# Post your Caesar's Cipher solutions here! (Fall 2022)

Hey folks! Congrats on making it through week 4 of the free JS bootcamp!

Let’s post our solutions! Here’s my initial one:

``````const CHARACTER_CHART = {
A: 'N',
B: 'O',
C: 'P',
D: 'Q',
E: 'R',
F: 'S',
G: 'T',
H: 'U',
I: 'V',
J: 'W',
K: 'X',
L: 'Y',
M: 'Z',
N: 'A',
O: 'B',
P: 'C',
Q: 'D',
R: 'E',
S: 'F',
T: 'G',
U: 'H',
V: 'I',
W: 'J',
X: 'K',
Y: 'L',
Z: 'M'
};

function rot13(encodedStr) {
let decodedStr = ""
for (let i=0; i < encodedStr.length; i++) {
const char = encodedStr[i];
if (CHARACTER_CHART.hasOwnProperty(char)) {
decodedStr += CHARACTER_CHART[char];
} else {
decodedStr += char;
}
}

return decodedStr;
}
rot13("SERR PBQR PNZC");
``````
1 Like

Here’s mine.
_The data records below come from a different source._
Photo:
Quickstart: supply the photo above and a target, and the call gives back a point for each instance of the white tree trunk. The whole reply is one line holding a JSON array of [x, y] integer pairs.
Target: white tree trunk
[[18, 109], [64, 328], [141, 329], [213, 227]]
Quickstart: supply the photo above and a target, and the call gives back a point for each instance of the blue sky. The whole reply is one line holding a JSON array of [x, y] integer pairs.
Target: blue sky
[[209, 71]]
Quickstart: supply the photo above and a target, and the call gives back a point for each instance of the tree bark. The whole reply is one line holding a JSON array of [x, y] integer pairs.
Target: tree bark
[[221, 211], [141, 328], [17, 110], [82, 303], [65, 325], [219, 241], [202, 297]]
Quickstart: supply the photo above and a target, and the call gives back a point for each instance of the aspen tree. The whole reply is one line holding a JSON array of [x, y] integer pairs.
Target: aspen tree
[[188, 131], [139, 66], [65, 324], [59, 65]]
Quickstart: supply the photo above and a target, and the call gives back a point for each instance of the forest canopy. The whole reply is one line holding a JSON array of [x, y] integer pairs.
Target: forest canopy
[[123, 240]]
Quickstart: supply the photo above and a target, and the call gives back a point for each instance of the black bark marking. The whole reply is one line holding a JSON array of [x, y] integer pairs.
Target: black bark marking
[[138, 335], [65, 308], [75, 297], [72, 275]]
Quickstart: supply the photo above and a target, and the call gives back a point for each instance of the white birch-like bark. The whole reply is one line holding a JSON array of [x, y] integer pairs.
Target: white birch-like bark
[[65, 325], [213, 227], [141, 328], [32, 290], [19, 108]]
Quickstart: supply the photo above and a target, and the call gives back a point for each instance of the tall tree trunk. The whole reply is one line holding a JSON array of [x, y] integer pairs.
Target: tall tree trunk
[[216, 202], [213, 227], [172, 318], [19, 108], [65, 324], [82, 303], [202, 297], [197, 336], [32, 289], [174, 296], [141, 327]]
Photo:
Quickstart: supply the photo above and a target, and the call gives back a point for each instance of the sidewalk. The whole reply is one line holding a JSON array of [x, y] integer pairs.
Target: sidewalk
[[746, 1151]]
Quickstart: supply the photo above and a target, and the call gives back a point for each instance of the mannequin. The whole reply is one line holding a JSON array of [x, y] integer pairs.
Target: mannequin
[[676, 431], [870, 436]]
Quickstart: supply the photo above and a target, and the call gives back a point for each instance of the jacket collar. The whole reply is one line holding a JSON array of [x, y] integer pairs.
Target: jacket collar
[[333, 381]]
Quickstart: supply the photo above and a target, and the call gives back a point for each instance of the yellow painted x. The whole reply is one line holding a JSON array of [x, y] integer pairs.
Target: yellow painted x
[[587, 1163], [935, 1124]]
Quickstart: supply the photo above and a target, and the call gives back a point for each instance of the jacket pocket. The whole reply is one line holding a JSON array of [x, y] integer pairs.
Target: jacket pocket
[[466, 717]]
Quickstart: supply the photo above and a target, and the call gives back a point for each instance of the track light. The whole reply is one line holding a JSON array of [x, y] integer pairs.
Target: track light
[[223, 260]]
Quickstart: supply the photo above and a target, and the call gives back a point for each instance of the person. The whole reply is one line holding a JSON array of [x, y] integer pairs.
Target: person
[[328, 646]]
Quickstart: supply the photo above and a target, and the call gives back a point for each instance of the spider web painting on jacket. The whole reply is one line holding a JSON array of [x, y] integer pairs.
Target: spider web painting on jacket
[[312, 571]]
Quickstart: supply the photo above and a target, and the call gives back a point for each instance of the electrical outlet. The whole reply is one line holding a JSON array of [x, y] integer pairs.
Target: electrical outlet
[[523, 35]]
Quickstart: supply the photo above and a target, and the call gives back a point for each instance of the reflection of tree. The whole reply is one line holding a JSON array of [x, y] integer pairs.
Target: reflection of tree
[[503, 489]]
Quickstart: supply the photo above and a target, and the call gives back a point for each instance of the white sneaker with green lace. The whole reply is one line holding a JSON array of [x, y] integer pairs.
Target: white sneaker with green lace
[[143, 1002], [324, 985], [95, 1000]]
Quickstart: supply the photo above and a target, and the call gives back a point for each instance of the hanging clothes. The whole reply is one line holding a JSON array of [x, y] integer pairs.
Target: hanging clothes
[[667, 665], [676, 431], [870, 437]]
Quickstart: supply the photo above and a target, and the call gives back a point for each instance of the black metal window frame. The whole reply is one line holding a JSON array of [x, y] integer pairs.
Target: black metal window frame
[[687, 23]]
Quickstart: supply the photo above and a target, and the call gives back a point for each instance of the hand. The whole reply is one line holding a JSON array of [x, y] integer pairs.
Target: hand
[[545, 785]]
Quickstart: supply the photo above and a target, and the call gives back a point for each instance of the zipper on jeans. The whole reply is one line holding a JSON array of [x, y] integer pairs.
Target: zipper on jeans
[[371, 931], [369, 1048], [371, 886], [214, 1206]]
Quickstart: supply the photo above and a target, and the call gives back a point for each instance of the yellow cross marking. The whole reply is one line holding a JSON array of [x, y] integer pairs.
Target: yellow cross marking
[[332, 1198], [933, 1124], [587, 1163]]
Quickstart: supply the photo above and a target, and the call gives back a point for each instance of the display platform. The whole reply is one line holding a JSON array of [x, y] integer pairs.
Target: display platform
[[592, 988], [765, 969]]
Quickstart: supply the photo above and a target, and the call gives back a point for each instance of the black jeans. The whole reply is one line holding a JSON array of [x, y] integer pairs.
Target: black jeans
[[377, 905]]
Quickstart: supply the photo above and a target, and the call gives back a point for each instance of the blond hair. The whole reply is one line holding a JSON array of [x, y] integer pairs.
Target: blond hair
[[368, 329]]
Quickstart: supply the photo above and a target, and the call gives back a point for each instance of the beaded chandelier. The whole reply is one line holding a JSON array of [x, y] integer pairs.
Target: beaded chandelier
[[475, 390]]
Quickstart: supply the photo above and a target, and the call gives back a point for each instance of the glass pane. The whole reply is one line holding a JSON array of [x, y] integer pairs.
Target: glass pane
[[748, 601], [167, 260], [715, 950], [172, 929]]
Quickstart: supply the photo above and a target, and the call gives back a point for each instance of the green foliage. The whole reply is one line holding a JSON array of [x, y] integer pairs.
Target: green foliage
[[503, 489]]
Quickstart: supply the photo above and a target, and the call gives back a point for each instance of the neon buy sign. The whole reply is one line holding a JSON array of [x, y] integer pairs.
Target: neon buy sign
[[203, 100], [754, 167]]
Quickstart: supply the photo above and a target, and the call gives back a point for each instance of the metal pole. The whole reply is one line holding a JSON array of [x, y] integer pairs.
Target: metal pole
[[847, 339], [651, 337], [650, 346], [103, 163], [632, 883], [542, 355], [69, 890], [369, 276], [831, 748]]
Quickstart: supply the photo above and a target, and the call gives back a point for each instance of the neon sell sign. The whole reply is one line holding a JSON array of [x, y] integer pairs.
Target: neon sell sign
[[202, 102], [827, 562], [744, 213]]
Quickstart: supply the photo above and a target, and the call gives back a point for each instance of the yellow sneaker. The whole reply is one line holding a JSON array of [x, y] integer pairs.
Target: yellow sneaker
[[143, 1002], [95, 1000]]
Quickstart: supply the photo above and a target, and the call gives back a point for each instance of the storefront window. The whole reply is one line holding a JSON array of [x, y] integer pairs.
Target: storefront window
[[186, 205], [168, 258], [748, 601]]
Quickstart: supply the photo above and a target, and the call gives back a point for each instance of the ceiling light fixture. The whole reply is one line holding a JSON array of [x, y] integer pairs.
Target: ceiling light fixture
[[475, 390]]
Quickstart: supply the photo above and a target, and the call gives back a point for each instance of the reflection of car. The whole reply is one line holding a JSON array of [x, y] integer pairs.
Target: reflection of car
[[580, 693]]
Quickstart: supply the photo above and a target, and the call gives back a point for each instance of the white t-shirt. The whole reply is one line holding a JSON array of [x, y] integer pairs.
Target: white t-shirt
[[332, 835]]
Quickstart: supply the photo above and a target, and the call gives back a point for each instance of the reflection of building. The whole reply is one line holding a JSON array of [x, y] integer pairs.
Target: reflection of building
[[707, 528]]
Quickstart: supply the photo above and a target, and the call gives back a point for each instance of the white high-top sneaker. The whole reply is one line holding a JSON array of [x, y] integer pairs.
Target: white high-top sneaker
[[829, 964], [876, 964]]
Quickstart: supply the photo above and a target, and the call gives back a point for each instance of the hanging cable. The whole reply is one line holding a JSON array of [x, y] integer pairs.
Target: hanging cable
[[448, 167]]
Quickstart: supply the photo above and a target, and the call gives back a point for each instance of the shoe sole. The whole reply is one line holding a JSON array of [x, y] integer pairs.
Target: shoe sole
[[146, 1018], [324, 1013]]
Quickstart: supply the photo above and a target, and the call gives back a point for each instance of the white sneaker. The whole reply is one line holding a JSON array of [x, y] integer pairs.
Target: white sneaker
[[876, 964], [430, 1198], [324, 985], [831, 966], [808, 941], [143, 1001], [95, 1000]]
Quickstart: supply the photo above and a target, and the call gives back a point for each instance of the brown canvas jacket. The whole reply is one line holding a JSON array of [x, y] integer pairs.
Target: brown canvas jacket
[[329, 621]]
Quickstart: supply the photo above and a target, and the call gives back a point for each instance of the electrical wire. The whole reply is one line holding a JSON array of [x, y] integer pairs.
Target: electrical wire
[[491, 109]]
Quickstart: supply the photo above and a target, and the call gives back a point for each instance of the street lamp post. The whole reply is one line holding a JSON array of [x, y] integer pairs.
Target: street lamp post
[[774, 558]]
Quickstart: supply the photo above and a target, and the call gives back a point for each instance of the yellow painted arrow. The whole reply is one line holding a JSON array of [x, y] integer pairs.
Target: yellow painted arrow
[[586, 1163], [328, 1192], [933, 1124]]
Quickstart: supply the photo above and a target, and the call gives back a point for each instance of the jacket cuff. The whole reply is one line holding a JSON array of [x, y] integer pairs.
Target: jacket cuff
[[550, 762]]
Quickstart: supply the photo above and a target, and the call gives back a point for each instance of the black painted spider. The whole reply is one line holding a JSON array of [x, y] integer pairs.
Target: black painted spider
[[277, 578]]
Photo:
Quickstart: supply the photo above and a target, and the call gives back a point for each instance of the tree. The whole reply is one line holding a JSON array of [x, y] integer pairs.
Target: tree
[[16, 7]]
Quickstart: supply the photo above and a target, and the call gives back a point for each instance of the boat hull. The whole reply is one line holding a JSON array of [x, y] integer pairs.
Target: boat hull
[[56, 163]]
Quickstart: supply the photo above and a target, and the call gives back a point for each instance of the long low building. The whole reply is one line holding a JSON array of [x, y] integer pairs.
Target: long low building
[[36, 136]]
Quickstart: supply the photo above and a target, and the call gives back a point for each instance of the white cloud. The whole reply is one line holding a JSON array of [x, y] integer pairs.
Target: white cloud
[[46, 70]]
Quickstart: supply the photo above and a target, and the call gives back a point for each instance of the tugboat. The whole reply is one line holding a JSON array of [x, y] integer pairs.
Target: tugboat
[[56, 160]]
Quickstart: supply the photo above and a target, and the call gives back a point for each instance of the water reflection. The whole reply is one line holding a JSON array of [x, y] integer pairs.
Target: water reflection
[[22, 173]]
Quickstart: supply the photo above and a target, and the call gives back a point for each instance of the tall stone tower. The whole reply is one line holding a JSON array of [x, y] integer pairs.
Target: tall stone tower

Probably should have kept with strings instead of making it an array first haha

``````function rot13(str) {
let unicode = [];
for (let letter of str) {
if (letter.match(/[A-M]/)) {
unicode.push(letter.charCodeAt() - 13 + 26);
} else if (letter.match(/[N-Z]/)) {
unicode.push(letter.charCodeAt() - 13);
} else if (letter.match(/[^A-Z]/)) {
unicode.push(letter.charCodeAt());
}
}
return String.fromCharCode(...unicode)
}

rot13("SERR PBQR PNZC");
console.log(rot13("SERR PBQR PNZC"))
``````
4 Likes

Hi everyone!!

I have did this (using an array) because I did not know how to use ASCII at that moment and I am trying to update my array knowledge, but I will switch it later on. I wanted to share it anyway because is different, but it is not the best solution for sure.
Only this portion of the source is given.